Notice how this the document is not called the Carlsbad Habitat Conservation Plan. The root word of management is man, and it doesn't take a rocket scientist to know the difference between managing and conserving a give habitat. Disneyland is a managed environment, as is Legoland. What exactly is being conserved in these parks, but a paradigm based on consumption.

At the public hearing discussing the Carlsbad Habitat Management Plan, Mayor Lewis said "I wish Carlsbad was like it was in 1958," he went on to say that "when you have an attractive place like Carlsbad, people are going to come here and build." Considering the Mayor and City Council are planning to erase 5 breeding pairs of gnatcatchers and the 51 acres they need to survive, to build a golf course, it seems those people are already here.

Also being planned for the remaining key habitat areas, is cluster development. Continuing to show his true priorities, when sharing his concern that clustering meant higher densities Mayor Lewis said "I don't want to increase densities that would affect my quality of life." Can someone please inform Mr. Lewis this is exactly what he's been doing for the pass eight years. It seems to me that the Mayor of Carlsbad is quite comfortable living in a vacuum. And why not, it seats five comfortably and has an ocean view.

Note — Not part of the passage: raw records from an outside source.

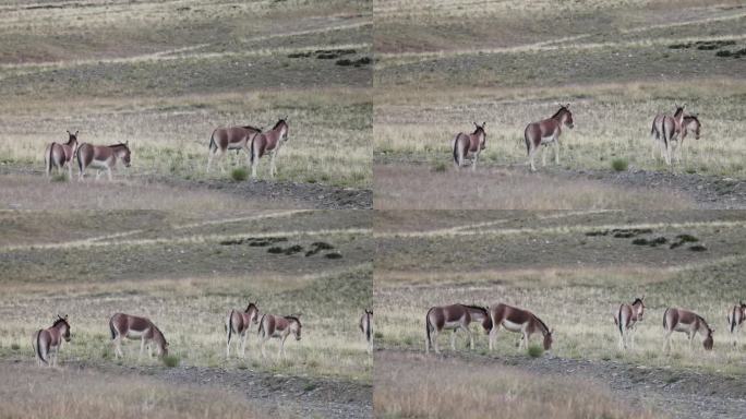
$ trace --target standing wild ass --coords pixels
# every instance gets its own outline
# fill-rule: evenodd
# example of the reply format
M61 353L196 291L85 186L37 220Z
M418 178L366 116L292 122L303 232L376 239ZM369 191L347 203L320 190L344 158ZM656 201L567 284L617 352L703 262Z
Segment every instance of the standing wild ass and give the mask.
M111 180L111 169L117 166L117 160L121 159L124 166L130 167L130 147L127 143L119 143L112 145L93 145L83 143L77 147L77 167L81 172L77 175L77 180L83 180L85 169L91 166L98 169L96 179L101 175L101 170L106 170Z
M117 358L124 357L122 352L122 338L124 337L140 339L137 359L143 356L145 345L147 345L147 355L153 357L153 344L157 346L160 357L168 356L168 342L166 342L163 332L149 319L117 313L109 320L109 330L111 331L111 340L113 340L115 357Z
M300 314L296 315L274 315L264 314L260 321L258 336L262 342L262 358L265 357L264 345L270 338L275 337L279 339L279 349L277 350L277 357L280 355L285 358L285 339L292 333L296 335L296 340L300 340L301 324Z
M733 310L727 312L727 328L733 337L733 346L738 346L738 332L744 327L746 321L746 304L739 301L733 306Z
M528 347L528 342L531 335L536 332L541 332L544 336L544 350L552 348L552 332L546 324L537 318L528 310L517 309L507 304L496 304L490 307L490 316L492 319L492 332L490 332L490 350L493 348L493 340L497 337L500 326L515 333L520 333L520 342L518 347Z
M631 304L624 303L619 306L619 311L614 316L614 324L619 328L619 349L627 349L626 336L631 335L631 347L635 347L635 332L637 331L637 322L642 321L645 314L645 297L636 298Z
M368 343L368 354L373 354L373 310L365 309L365 314L360 318L360 332Z
M454 165L457 168L464 166L464 160L469 156L473 156L471 161L471 169L477 170L477 159L479 159L479 154L486 147L486 132L484 131L484 125L474 122L474 132L471 134L465 134L459 132L454 139Z
M226 318L226 337L228 343L226 344L226 358L230 357L230 340L233 334L239 335L241 342L241 358L246 354L246 335L251 324L258 324L258 309L255 302L250 302L246 306L246 310L243 312L231 310ZM236 343L236 354L238 354L238 342Z
M40 366L41 362L49 367L57 366L57 358L60 355L62 342L70 342L70 323L68 323L68 315L57 315L55 323L49 328L43 328L34 333L32 338L32 348L36 354L36 362ZM51 362L47 361L50 351L55 349L51 356Z
M469 348L474 349L474 338L469 330L472 321L480 322L486 333L492 330L492 321L488 309L479 306L452 304L433 307L425 314L425 352L430 347L435 348L435 354L441 354L437 345L437 335L445 331L454 331L450 335L450 349L456 350L456 332L462 330L469 335Z
M710 328L701 315L684 309L669 308L663 313L663 328L665 330L665 343L663 351L671 349L671 334L674 332L686 333L689 338L689 350L697 333L706 335L702 346L706 350L712 350L712 334L714 328Z
M77 151L77 132L71 133L68 131L68 142L60 144L52 142L44 151L44 166L47 170L47 176L51 173L52 167L57 167L57 170L62 170L62 168L68 166L68 176L72 180L72 159Z
M209 166L213 163L213 157L215 157L215 155L218 156L220 171L226 171L222 159L228 149L236 149L237 154L241 149L245 151L246 166L249 166L251 161L251 142L254 140L254 136L261 132L261 128L252 125L218 128L213 131L213 135L209 137L207 171L209 171Z
M275 158L279 153L280 147L288 141L288 117L280 118L272 130L254 135L251 141L251 177L256 178L256 167L258 159L265 153L270 153L269 159L269 177L274 178L277 167L275 166Z
M531 171L536 171L533 166L533 154L540 145L544 145L541 153L541 165L546 166L546 146L554 144L554 163L560 164L560 135L562 134L562 125L573 129L573 112L569 111L569 104L560 105L552 118L541 120L539 122L531 122L524 131L524 139L526 140L526 151L528 152L529 164Z

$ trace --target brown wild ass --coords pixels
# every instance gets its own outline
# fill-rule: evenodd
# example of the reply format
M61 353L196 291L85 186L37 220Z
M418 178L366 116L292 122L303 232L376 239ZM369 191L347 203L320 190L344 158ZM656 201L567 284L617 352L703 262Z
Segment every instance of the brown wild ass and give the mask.
M285 339L292 333L296 335L296 340L300 340L301 324L300 314L297 315L274 315L264 314L260 321L258 336L262 342L262 358L264 355L264 345L270 338L275 337L279 339L279 349L277 350L277 357L280 355L285 358Z
M712 334L714 328L710 328L701 315L684 309L669 308L663 313L663 328L665 330L665 343L663 351L671 349L671 334L674 332L686 333L689 338L689 350L697 333L706 335L702 346L706 350L712 350Z
M52 167L57 167L57 170L62 170L62 168L68 166L68 177L72 180L72 159L77 151L77 132L71 133L68 131L68 142L60 144L52 142L44 151L44 166L47 170L47 176L51 173Z
M216 155L218 157L220 170L226 171L225 167L222 166L222 159L225 157L226 151L229 149L236 149L237 154L241 149L245 151L248 167L251 161L251 142L254 140L254 136L261 132L261 128L252 125L218 128L213 131L213 135L209 137L207 171L209 171L209 166Z
M166 342L163 332L149 319L117 313L109 320L109 330L111 331L111 340L113 340L115 357L117 358L124 357L122 352L122 338L124 337L140 339L140 355L137 359L143 356L145 345L147 345L148 357L153 357L154 344L160 357L168 356L168 342Z
M744 327L744 322L746 322L746 304L739 301L733 306L733 310L727 312L727 328L733 337L733 346L738 346L738 332Z
M360 332L368 343L368 354L373 354L373 310L365 309L365 314L360 318Z
M272 130L254 135L251 141L251 177L256 178L258 160L265 153L269 153L269 177L274 178L277 167L275 158L280 147L288 141L288 117L280 118Z
M241 358L245 356L246 335L249 328L251 328L252 323L258 324L258 309L256 308L257 302L258 301L250 302L249 306L246 306L246 310L243 312L231 310L230 313L228 313L228 316L226 318L226 337L228 338L228 343L226 344L226 358L230 357L230 340L233 337L233 334L237 334L240 337ZM236 354L239 354L238 343L239 340L237 339Z
M85 169L94 167L98 169L96 179L101 175L101 170L106 170L111 180L111 169L117 166L117 160L121 159L124 166L130 167L130 147L127 143L119 143L113 145L93 145L83 143L77 147L77 167L81 172L77 175L77 180L83 180Z
M425 352L430 347L435 348L435 354L441 354L437 345L437 335L445 331L454 331L450 335L450 349L456 350L456 332L462 330L469 335L469 348L474 349L474 338L469 330L471 322L480 322L485 333L492 330L492 321L488 309L479 306L452 304L433 307L425 314Z
M493 340L497 337L500 326L515 333L520 333L520 342L518 347L528 347L528 342L536 332L540 332L544 336L544 350L552 348L552 332L546 324L537 318L528 310L517 309L507 304L496 304L490 307L490 316L492 319L492 332L490 332L490 350L493 348Z
M619 328L619 349L627 349L626 336L631 337L631 347L635 347L635 332L637 330L637 322L642 321L645 314L645 297L636 298L631 304L624 303L619 306L619 311L614 316L614 324Z
M44 362L49 367L57 366L62 342L70 342L70 323L68 323L68 315L61 316L58 314L51 327L34 333L32 347L34 352L36 352L36 363L40 366ZM55 352L49 357L52 349Z
M474 132L471 134L459 132L454 139L454 165L457 168L460 169L464 166L464 160L471 155L473 157L471 169L477 170L479 154L486 147L485 124L486 122L482 122L481 125L474 122Z
M529 164L531 171L536 171L533 166L533 154L540 145L544 145L541 153L541 164L546 166L546 147L554 145L554 164L560 164L560 135L562 134L562 125L573 129L573 112L569 110L569 104L560 105L552 118L541 120L539 122L531 122L524 131L524 139L526 140L526 151L528 152Z

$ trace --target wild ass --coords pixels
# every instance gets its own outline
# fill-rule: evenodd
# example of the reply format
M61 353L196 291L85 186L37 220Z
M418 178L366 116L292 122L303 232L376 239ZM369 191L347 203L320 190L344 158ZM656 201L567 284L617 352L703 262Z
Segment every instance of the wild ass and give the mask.
M528 342L536 332L541 332L544 337L544 350L552 348L552 332L546 324L528 310L517 309L507 304L496 304L490 307L490 318L492 319L492 332L490 332L490 350L493 342L497 337L497 332L502 325L506 330L521 333L518 347L528 347Z
M272 130L254 135L251 141L251 177L256 178L256 167L258 159L265 153L270 153L269 159L269 177L274 178L277 167L275 166L275 158L279 153L280 147L288 141L288 117L280 118Z
M465 134L459 132L454 139L454 165L457 168L464 166L464 160L471 155L473 160L471 163L471 169L477 170L477 160L479 159L479 154L486 147L486 132L484 131L484 125L474 122L474 132L471 134Z
M744 327L744 322L746 322L746 304L739 301L733 306L733 310L727 312L727 328L733 337L733 346L738 346L738 332Z
M635 347L635 332L637 322L642 321L645 314L645 297L636 298L631 304L619 306L619 311L614 316L614 324L619 330L619 349L627 349L626 336L631 337L631 347Z
M117 160L121 159L125 167L130 167L130 147L127 143L119 143L112 145L93 145L83 143L77 147L77 167L81 172L77 175L77 180L83 180L85 169L94 167L98 169L96 179L101 175L101 170L106 170L111 180L111 169L117 166Z
M246 309L241 312L237 310L231 310L226 318L226 337L228 343L226 344L226 358L230 357L230 340L233 334L239 335L241 342L241 358L246 354L246 335L251 324L258 324L258 309L255 302L250 302ZM236 344L236 354L238 354L238 342Z
M137 359L142 358L145 345L147 345L148 357L153 357L154 344L158 349L158 356L166 357L168 355L166 337L149 319L117 313L109 320L109 330L111 331L111 340L113 340L115 357L117 358L124 357L122 352L122 338L124 337L140 339L140 355Z
M70 342L70 323L68 323L68 315L57 315L55 323L49 328L43 328L34 333L32 338L32 348L36 354L36 363L41 366L41 362L52 367L57 366L57 359L62 348L62 342ZM55 350L51 357L51 350ZM48 359L51 358L51 362Z
M262 358L265 357L264 345L270 338L275 337L279 339L279 349L277 350L277 357L280 355L285 358L285 339L292 333L296 335L296 340L300 340L301 334L301 323L298 319L300 314L297 315L274 315L264 314L260 321L258 336L262 343Z
M456 332L462 330L469 335L469 348L474 349L474 338L469 330L471 322L480 322L486 333L492 330L492 321L488 309L479 306L452 304L433 307L425 314L425 352L430 354L430 347L435 348L435 354L441 354L437 345L437 335L444 330L454 331L450 335L450 349L456 350Z
M360 332L368 343L368 354L373 354L373 310L365 309L365 314L360 318Z
M531 171L536 171L533 166L533 154L540 145L544 145L541 153L541 165L546 166L546 147L554 145L554 163L560 164L560 135L562 134L562 125L573 129L573 112L569 111L569 104L560 105L552 118L541 120L539 122L531 122L524 131L524 139L526 140L526 151L528 152L529 164Z
M68 131L68 142L60 144L52 142L44 151L44 166L47 170L47 176L51 173L52 167L57 167L57 170L62 170L62 168L68 166L68 177L72 180L72 159L77 151L77 132L71 133Z
M248 167L251 161L251 142L254 140L254 136L261 132L261 128L252 125L218 128L213 131L213 135L209 137L207 171L209 171L210 164L216 155L220 165L220 171L226 171L222 165L222 158L228 149L236 149L237 154L241 149L245 151Z
M663 350L671 349L671 334L674 332L686 333L689 338L689 350L697 333L706 334L702 346L706 350L712 350L712 334L714 328L710 328L701 315L684 309L669 308L663 313L663 328L665 330L665 343Z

Mayor Bud asked if I opposed the Carlsbad Habitat Management Plan. My answer was two-fold. First I questioned if it went far enough, and how that could be known without a comprehensive Environmental Impact Report. Carlsbad City Staff believes saving 75% of remaining gnatcatcher habitat is enough. Enough for what? Enough to keep the Building Industry Association off their back? Or enough to see that the California Gnatcatcher survives? Without an Environmental Impact Report all the numbers in the document are unsupported and arbitrary.

The second part of my response was simply, "Good intentions are not enough." I'm living proof of that.